Google's Files API lets you store up to 20 GB of files per project, with a per-file maximum size of 2 GB. Files are stored for 48 hours.

💾 Caching and Cleanup

The Gemini AI Toolkit implements a caching mechanism for downloaded files to improve performance and reduce unnecessary network requests. Here's how it works:

  1. When a file is downloaded from a URL, it's stored in a temporary cache folder (.gemini_ai_toolkit_cache).
  2. The file will be used to process the request and will be stored locally due to Google's upload requirements.
  3. The cache is automatically cleaned up at the end of each session to prevent accumulation of temporary files.

You don't need to manage this cache manually, but it's good to be aware of its existence, especially if you're processing large files or have limited storage space.

🤝 Contributing

Contributions are welcome!

Please refer to CONTRIBUTING.md for detailed guidelines on how to contribute to this project.

🐛 Issues and Support

Encountered a bug?

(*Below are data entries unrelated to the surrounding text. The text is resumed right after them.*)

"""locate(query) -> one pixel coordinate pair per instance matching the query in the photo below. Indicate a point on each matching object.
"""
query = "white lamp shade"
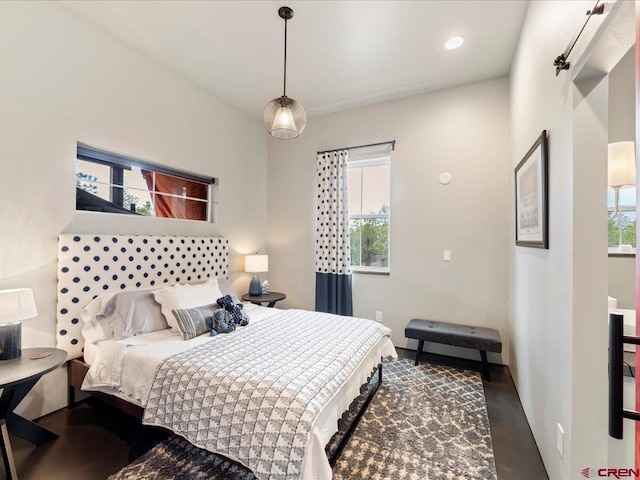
(256, 263)
(17, 304)
(284, 118)
(622, 165)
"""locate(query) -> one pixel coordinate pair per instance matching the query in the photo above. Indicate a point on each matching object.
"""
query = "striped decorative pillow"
(194, 321)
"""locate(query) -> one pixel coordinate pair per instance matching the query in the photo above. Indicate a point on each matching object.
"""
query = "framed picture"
(532, 196)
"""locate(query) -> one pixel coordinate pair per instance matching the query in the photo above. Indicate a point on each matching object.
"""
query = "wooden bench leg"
(485, 366)
(419, 351)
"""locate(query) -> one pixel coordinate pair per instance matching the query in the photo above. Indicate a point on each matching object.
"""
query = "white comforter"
(127, 368)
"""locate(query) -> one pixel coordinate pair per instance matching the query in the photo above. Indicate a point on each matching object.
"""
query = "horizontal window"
(107, 182)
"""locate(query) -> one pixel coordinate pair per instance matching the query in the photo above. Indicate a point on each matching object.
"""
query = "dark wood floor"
(96, 441)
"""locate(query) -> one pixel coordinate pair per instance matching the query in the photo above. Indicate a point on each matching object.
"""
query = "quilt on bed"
(253, 395)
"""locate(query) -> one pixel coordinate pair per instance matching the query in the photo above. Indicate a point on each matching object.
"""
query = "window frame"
(365, 162)
(118, 163)
(615, 251)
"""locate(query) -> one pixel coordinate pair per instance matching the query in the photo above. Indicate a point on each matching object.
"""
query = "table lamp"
(255, 264)
(621, 168)
(15, 305)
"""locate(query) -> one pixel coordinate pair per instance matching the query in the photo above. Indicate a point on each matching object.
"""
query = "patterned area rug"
(425, 422)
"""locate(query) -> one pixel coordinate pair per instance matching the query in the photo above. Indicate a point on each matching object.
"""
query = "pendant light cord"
(285, 58)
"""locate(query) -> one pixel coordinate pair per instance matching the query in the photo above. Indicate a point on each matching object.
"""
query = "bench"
(483, 339)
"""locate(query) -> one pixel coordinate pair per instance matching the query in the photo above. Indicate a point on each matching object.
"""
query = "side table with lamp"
(256, 264)
(19, 372)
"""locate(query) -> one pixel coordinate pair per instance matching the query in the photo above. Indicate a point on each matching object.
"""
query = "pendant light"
(284, 117)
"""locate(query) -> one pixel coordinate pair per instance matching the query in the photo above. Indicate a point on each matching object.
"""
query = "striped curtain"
(333, 262)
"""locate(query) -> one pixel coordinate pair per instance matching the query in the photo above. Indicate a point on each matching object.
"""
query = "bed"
(268, 395)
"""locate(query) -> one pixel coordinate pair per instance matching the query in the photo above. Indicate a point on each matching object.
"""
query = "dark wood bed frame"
(77, 369)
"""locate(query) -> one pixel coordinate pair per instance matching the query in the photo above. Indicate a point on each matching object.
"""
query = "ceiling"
(340, 54)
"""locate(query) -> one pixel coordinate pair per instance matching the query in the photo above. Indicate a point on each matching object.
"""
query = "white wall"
(557, 315)
(464, 131)
(65, 80)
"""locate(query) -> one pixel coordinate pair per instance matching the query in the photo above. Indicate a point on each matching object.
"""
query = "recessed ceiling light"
(454, 42)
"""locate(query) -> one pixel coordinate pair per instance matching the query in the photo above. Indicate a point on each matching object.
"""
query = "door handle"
(617, 339)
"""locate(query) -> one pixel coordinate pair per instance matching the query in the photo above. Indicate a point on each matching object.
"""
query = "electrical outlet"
(560, 440)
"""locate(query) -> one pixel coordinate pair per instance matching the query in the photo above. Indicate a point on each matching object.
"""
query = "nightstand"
(17, 378)
(272, 298)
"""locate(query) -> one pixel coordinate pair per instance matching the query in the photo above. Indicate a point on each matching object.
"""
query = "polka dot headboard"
(90, 265)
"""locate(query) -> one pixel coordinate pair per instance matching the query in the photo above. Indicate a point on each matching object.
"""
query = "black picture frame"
(532, 196)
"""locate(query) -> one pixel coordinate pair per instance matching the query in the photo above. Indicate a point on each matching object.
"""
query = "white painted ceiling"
(340, 54)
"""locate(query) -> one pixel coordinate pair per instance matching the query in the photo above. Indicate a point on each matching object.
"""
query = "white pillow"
(186, 296)
(121, 314)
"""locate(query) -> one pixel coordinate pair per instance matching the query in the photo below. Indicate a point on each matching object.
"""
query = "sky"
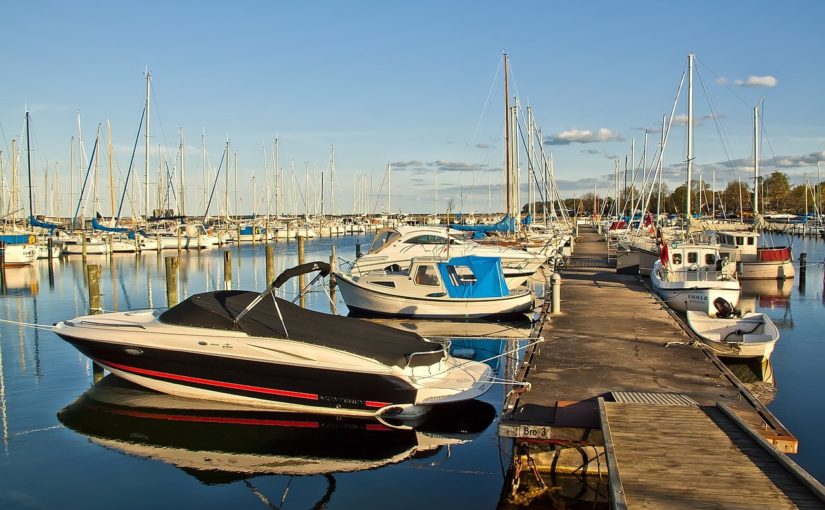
(416, 85)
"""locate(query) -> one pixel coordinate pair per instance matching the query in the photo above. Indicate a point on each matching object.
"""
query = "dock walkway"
(617, 371)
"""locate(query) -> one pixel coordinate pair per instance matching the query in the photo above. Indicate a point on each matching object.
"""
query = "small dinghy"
(753, 335)
(433, 287)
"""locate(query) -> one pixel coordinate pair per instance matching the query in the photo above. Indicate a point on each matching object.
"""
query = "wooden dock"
(620, 381)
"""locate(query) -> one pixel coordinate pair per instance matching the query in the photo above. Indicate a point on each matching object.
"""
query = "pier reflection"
(218, 443)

We'd love to hear about it. Please follow these steps to report any issues:

  1. Check if the issue has already been reported.
  2. Use the Bug Report template to create a detailed report.
  3. Submit the report here.

Your report will help us make the project better for everyone.

💡 Feature Requests

Got an idea for a new feature? Feel free to suggest it. Here's how:

  1. Check if the feature has already been suggested or implemented.
  2. Use the Feature Request template to create a detailed request.
  3. Submit the request here.

Your suggestions for improvements are always welcome.

🔁 Versioning and Changelog

Stay up-to-date with the latest changes and improvements in each version:

  • CHANGELOG.md provides detailed descriptions of each release.

🔐 Security

Your security is important to us. If you discover a security vulnerability, please follow our responsible disclosure guidelines found in SECURITY.md. Please refrain from disclosing any vulnerabilities publicly until said vulnerability has been reported and addressed.

📄 License

Licensed under the MIT License. See LICENSE for details.